Glam-pop German quartet a big teen hit
LOS ANGELES—Move over Jonas Brothers, the Kaulitz twins are moving
in.
The 18-year-old Kaulitz brothers make up half of Tokio Hotel, a
German glam-pop quartet that is creating Beatles-like hysteria
among the teen set in their native land.
They've sold close to 3 million CDs and DVDs in their country, and
are hoping to replicate that rabid fan base in the United
States.
"They're the steppingstone between the tween stuff and My Chemical
Romance," says Andrew Gyger, senior product manager for Virgin
Entertainment Group, a few days after the foursome appeared at
Virgin's Times Square store in New York in May to
promote its English-language album, "Scream."

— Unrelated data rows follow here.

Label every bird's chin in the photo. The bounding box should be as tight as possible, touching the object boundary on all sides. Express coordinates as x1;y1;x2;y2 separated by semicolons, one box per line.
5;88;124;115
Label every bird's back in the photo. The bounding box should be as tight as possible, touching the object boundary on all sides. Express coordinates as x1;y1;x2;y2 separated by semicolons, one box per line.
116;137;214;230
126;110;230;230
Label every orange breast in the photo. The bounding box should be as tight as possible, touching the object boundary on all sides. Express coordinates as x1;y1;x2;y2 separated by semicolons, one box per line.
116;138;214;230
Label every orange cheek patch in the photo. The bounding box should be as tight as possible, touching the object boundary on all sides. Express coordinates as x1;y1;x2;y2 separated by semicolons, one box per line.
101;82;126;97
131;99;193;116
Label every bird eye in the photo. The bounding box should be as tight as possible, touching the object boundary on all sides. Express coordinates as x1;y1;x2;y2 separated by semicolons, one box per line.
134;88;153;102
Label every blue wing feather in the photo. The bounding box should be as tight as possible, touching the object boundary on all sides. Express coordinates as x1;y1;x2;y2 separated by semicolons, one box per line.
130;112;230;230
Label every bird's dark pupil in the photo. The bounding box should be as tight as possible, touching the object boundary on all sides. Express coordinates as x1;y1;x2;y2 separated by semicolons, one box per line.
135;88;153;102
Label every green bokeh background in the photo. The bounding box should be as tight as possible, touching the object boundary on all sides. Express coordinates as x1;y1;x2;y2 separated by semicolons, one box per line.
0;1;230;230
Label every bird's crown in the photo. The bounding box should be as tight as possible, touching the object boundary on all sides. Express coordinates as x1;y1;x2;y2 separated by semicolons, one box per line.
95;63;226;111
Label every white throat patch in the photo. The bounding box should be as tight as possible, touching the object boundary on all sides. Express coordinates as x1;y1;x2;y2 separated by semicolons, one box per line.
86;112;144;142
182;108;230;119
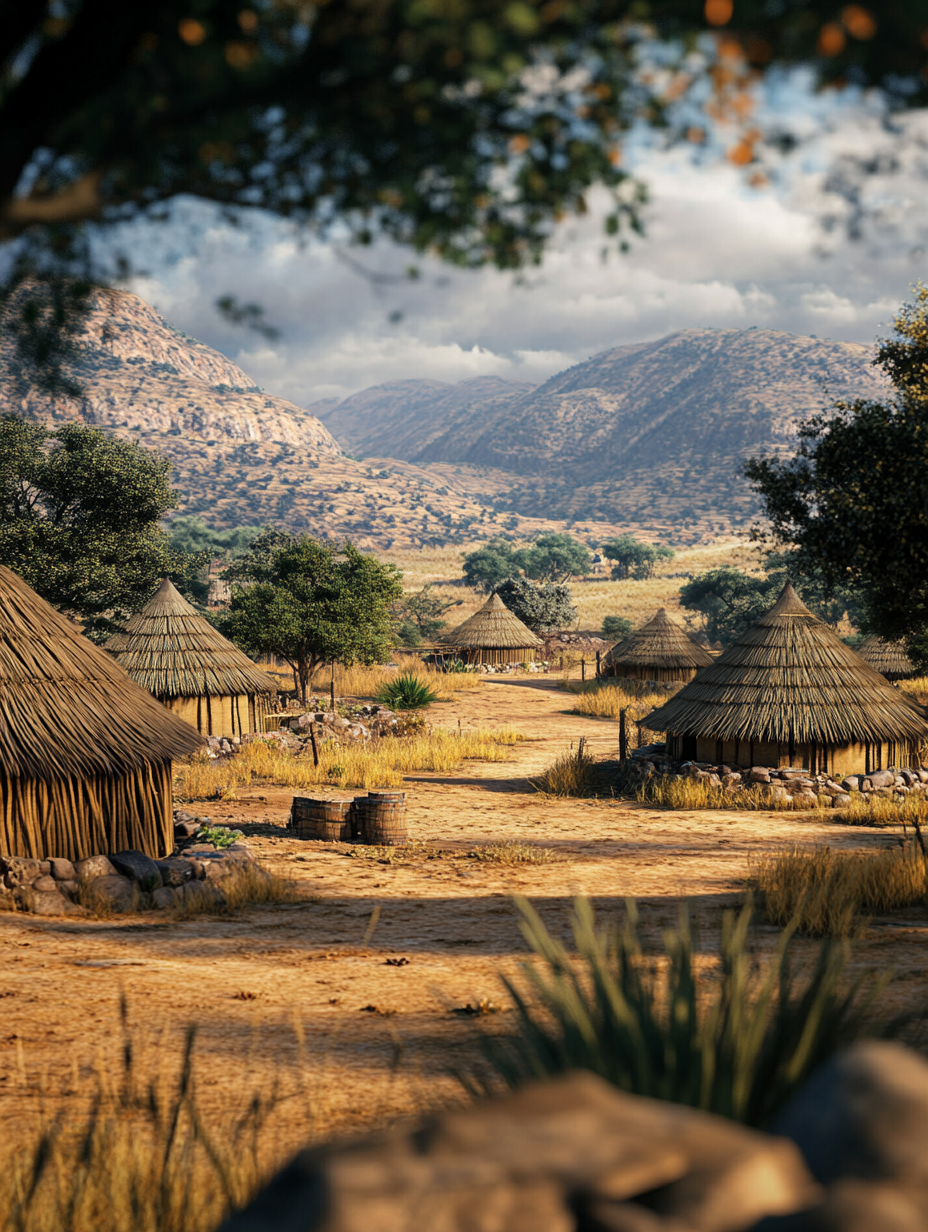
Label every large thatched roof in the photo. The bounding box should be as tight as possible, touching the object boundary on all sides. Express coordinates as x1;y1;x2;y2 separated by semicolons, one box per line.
444;593;543;649
601;608;714;672
646;584;928;745
113;578;278;699
857;635;915;680
0;566;203;780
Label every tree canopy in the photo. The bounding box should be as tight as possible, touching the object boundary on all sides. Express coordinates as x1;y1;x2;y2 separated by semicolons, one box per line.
745;287;928;663
462;538;522;594
518;532;591;583
221;532;403;702
496;575;577;633
601;534;674;580
0;416;197;636
391;583;463;643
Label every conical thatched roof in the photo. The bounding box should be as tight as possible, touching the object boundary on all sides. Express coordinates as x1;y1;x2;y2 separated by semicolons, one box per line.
601;608;714;672
103;629;130;656
114;578;278;699
444;593;543;649
646;583;928;745
857;635;915;681
0;566;203;780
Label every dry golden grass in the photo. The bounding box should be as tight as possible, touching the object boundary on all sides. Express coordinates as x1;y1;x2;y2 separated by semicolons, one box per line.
749;843;928;938
532;740;604;798
262;659;482;699
832;793;928;830
567;679;671;721
175;725;524;798
899;676;928;706
638;775;796;812
170;863;311;918
465;840;561;865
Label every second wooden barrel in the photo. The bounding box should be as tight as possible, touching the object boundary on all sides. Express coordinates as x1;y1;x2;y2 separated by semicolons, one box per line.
354;790;407;846
290;796;353;841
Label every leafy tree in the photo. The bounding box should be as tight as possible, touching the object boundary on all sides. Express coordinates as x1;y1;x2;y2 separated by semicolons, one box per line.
462;538;521;594
602;615;633;640
496;576;576;633
0;416;197;636
392;584;463;641
167;516;264;560
601;535;675;581
221;532;403;703
679;569;779;646
518;533;591;583
745;287;928;663
394;620;423;649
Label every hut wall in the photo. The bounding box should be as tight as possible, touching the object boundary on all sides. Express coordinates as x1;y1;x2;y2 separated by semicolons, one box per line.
600;664;701;684
160;692;270;737
681;736;919;775
0;761;174;861
457;646;535;666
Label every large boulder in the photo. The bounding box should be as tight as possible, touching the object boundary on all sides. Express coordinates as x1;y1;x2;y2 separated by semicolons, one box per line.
75;854;117;882
48;857;76;881
218;1072;817;1232
89;874;137;912
156;857;195;887
109;849;162;889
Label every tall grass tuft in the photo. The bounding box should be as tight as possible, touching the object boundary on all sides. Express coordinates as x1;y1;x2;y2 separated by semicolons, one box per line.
175;725;524;798
566;678;670;721
637;774;796;812
464;896;898;1127
832;793;928;829
750;844;928;938
532;738;601;797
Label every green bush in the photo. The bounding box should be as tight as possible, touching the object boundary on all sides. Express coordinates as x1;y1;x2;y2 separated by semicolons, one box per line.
602;615;633;639
375;672;441;710
197;825;244;849
465;896;898;1126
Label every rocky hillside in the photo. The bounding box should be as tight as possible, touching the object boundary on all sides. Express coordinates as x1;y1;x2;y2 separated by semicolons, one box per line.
318;328;889;527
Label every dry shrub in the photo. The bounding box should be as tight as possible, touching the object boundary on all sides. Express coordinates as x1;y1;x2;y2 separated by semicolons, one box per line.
170;863;310;919
898;676;928;706
567;678;670;721
638;774;796;812
175;725;524;799
533;739;602;798
832;793;928;830
749;843;928;938
466;841;561;865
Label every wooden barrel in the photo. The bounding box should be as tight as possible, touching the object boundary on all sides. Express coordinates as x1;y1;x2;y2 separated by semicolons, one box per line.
290;796;353;841
354;791;407;846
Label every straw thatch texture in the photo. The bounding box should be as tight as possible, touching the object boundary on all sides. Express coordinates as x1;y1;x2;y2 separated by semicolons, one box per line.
443;593;543;665
0;566;203;861
113;579;277;735
646;585;928;774
857;635;916;681
102;629;130;656
600;608;713;682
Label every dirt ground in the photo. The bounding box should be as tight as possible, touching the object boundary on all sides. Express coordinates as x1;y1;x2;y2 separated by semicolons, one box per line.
2;676;927;1159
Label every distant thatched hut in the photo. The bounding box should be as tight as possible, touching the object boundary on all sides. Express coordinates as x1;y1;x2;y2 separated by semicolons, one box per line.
112;578;277;737
647;584;928;775
857;635;916;682
0;566;202;861
599;608;713;683
443;593;543;665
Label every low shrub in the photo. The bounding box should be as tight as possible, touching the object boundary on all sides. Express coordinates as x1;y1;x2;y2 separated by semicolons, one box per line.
196;824;244;849
637;774;796;812
465;841;562;865
832;793;928;830
375;672;441;711
749;843;928;938
464;896;899;1127
171;862;310;919
532;738;602;798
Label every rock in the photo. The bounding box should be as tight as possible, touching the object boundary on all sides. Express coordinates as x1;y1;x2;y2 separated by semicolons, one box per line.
58;879;80;899
33;874;58;893
832;794;852;808
177;880;224;907
218;1071;817;1232
749;768;772;784
226;842;254;859
156;857;195;887
781;1178;928;1232
868;770;895;789
31;889;73;915
75;854;117;882
152;886;177;909
766;786;791;806
49;857;76;881
174;820;199;838
89;874;137;912
791;792;819;810
774;1041;928;1186
184;842;217;853
2;857;50;888
109;850;163;889
0;885;15;912
206;735;222;751
203;860;233;882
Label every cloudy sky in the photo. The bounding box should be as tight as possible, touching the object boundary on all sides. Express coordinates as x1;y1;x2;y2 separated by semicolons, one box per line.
129;77;928;409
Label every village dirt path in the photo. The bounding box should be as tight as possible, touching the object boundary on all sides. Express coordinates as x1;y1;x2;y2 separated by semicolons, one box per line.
1;677;927;1156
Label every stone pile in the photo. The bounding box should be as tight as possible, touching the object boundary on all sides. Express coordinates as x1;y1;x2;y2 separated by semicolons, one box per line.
203;734;241;758
0;810;254;917
221;1041;928;1232
472;660;549;674
623;744;928;808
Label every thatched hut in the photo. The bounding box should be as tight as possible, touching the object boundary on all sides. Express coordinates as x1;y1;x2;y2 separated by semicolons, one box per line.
857;635;916;682
0;566;203;861
647;584;928;776
599;608;713;683
112;578;277;737
443;593;543;665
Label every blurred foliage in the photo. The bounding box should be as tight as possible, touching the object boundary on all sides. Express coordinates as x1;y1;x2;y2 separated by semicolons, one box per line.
602;613;633;639
463;531;590;592
601;533;674;580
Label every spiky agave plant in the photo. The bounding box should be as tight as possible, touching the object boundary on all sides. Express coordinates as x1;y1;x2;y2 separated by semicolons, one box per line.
463;896;901;1127
375;672;442;711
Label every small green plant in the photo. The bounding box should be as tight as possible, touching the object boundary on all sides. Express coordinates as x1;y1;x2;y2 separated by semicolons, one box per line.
327;764;346;779
464;896;899;1127
375;672;442;710
196;824;244;849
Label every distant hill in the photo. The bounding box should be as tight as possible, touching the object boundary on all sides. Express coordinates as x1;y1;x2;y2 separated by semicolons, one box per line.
317;328;889;527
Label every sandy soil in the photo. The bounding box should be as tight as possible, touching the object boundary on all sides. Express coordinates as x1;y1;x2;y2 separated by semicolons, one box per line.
2;676;926;1156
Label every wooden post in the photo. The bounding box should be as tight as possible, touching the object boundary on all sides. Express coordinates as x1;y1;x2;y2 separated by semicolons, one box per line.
595;650;601;675
308;721;319;768
330;661;336;712
619;708;628;762
581;658;586;682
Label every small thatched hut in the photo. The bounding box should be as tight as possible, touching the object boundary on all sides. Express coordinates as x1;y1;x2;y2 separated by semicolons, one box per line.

"The in-store was massive in terms of sales and
the amount of girls that showed up," Gyger says, relaying stories
of at least one girl fainting and screaming teens lining up around
the block for the event. "The band seems to have come out of
nowhere."
Actually, Tokio Hotel came out of the Internet. A YouTube search
shows 123,000 video listings compared with 88,100 for the Jonas
Bros. or 21,000 for grizzled veteran Bruce Springsteen. To further sate their
young fans' appetite, for the last six months the band has produced
weekly episodes of Tokio Hotel TV for its U.S. Web site.
The look
For Tokio Hotel, the visual is as vital as the vocals and is
propelled by lead singer Bill Kaulitz's anime look: straightened,
teased black hair; heavy eye makeup that accentuates his delicate,
androgynous, doll-like features; chain necklaces and vintage rock
'n' roll T-shirts. He's so thin he appears almost one dimensional
onstage, adding to the cartoonlike appeal. But to hear him tell it,
his look comes by way of Transylvania, not Japan.
When he was 10, Bill Kaulitz dressed as a vampire for Halloween and
adopted the styling year-round.
"After that, I started to color my hair and polish my nails. I
started to wear makeup and stuff. I'd never heard of [anime]," Bill
Kaulitz said in an interview at the Avalon Hollywood before the group's
sold-out show in Los Angeles.
He, his brother, bassist Georg Listing, 20, and drummer Gustav
Schafer, 19, are squashed together in a leather booth in the lounge
one floor above the Avalon stage. Both he and Tom speak very good,
albeit heavily accented, English, although an interpreter stands by
in case any translation is needed.
Tom Kaulitz, the older brother by 10 minutes ("A lot of people
think Bill is the boss, but I am the boss," he laughs), developed
his hip-hop/dreads look when he was 7 or 8, in part as a way to
differentiate himself from his identical twin. "When we were 6, we
looked the same," Tom Kaulitz said. "We had sweat shirts with [the
names] Bill and Tom so that teachers had a chance to know who's
who."
The Kaulitz brothers began playing guitar when they were
7—the instruments were gifts from their musician stepfather.
By the time they were in their midteens, they were playing in
clubs, often to less than five people, and Listing and Schafer had
joined the band.
Their mother's backing was not only desired, but vital: "We needed
the support of our parents because we had no car, no money," Bill
Kaulitz says.
Mom has long since stopped driving the band to gigs; they have
people who do that for them now as they have accumulated a team
during their meteoric rise. The group's first single, "Through the
Monsoon," went to No. 1 in Germany in 2005, two No. 1 albums and
sold-out European tours followed.
Fan on the run
The fan frenzy in Germany has reached epic proportions, such as
when a group of teen girls delivered a fan letter that was more
than 7 miles long. After seeing a young fan repeatedly at shows in
different cities, the band later learned that she was a runaway who
had left home to follow the group. "It's still crazy to us," Bill
Kaulitz says of the distaff attention.
After witnessing the spectacle at the band's February appearance at
New York's Gramercy Theatre, Amy Doyle, MTV's senior VP of music
and talent, became a convert. "I could not believe the line outside
of screaming teen girls," she said. "It reminded me of the audience
of the late '90s and 2000 for Backstreet Boys and 'N Sync."
Following that performance, MTV added the video for "Ready, Set,
Go" into heavy rotation, as well as highlighted the band online, on
MTV2 and on "TRL." Tokio Hotel writes a tour diary for MTV.com,
which, Doyle says, had elicited more reader comments than any
previous tour diary.
But the band has a long way to go before they reach Backstreet or
'N Sync like sales—since the group's CD was released in May,
it has sold just over 23,000 copies. Tokio Hotel's U.S. label,
Cherrytree/Interscope, has yet to take the first single, "Monsoon,"
to radio, but Doyle says the whole package is the band's selling
point.
"Radio always helps, but there's a connection that clearly is made
when the audience sees them that you can't connect with just a
song; fans are making an emotional connection."